Shared user accounts are often adopted in situations where a business may have multiple people who need access to the same resources on their network. This happens in situations for example, with roles like reception or with maintenance personnel. All these employees share the same email address, and they access shared files and applications. While this may seem practical, here are three reasons why businesses should avoid shared user accounts in a Microsoft 365 or an Active Directory environment.
So why should this common practice be avoided?
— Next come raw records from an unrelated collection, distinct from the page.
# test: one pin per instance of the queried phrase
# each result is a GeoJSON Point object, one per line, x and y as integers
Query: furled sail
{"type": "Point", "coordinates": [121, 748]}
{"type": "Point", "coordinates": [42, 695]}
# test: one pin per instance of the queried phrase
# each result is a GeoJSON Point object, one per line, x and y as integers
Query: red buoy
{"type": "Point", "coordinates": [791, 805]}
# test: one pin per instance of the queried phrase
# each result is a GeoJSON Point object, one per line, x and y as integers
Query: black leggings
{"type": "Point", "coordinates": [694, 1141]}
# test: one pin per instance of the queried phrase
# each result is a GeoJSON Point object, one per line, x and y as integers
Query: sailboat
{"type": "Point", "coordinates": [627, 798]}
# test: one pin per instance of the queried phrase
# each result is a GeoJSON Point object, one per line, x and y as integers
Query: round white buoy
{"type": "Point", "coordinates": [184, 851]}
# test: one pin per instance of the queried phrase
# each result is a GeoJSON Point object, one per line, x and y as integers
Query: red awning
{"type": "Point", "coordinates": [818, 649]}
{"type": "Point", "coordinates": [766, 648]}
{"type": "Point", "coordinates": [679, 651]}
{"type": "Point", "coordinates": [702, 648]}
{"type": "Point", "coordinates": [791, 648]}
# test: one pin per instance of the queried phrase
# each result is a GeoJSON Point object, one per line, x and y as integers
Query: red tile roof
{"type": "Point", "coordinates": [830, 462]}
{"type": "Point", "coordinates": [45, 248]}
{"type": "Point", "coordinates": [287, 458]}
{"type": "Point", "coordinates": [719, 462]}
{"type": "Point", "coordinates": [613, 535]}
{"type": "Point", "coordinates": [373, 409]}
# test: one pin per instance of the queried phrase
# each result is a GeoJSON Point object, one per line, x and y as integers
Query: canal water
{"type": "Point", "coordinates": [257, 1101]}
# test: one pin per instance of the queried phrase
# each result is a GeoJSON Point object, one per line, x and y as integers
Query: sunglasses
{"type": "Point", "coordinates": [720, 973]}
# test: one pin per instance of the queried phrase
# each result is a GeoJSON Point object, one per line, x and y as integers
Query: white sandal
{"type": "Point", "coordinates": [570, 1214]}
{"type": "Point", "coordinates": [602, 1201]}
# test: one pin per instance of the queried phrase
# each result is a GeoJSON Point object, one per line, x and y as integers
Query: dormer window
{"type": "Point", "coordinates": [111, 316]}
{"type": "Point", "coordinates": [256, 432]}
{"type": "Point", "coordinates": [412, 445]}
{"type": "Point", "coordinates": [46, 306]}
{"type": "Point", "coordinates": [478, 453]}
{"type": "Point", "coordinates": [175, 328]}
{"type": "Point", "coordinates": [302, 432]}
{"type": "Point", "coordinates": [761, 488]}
Password sharing is risky. If the shared password is not written on a sticky note already, it is only a matter of time before that happens. Often, the password is shared via email in a situation where it is changed because an employee that has access leaves the company. Another risk is the reality that that password never changes. If an employee that knows it leaves, they will still have access to the password.
Shared user accounts blur accountability. As an employer or an IT administrator you may have an unsavory email sent out from that account. Or perhaps files may have been deleted, or some other action is taken by that account that is brought into question. With shared user accounts, you have no idea who is amenable. Anyone who has that password might have taken that action or has been the source of a security breach. This goes the other way as well. As the user of a shared account, you might be held responsible for the actions of someone else who has that password. This may not be limited to just the people who are meant to have it.
Multi-factor authentication (MFA) is difficult with shared accounts. MFA is now considered a baseline best practice of modern IT security. And when an account is not tied to an individual, it is very difficult or even impossible to setup a second factor that both employees can use reliably.
So, what do you do instead?
Start with a principle of identity security; every individual user account should be tied to an individual person and only that person should ever log into that account and know the password.
For shared resources, such as calendars and files, use tools that allow you to delegate those things through permissions. Traditionally, that is a shared resource calendar or shared files on your file server or most commonly today, Microsoft SharePoint.
Avoiding shared user accounts is a foundational IT security best practice. Avoiding this common mistake will enable your organization to build upon the principle of identity security and add even greater security features.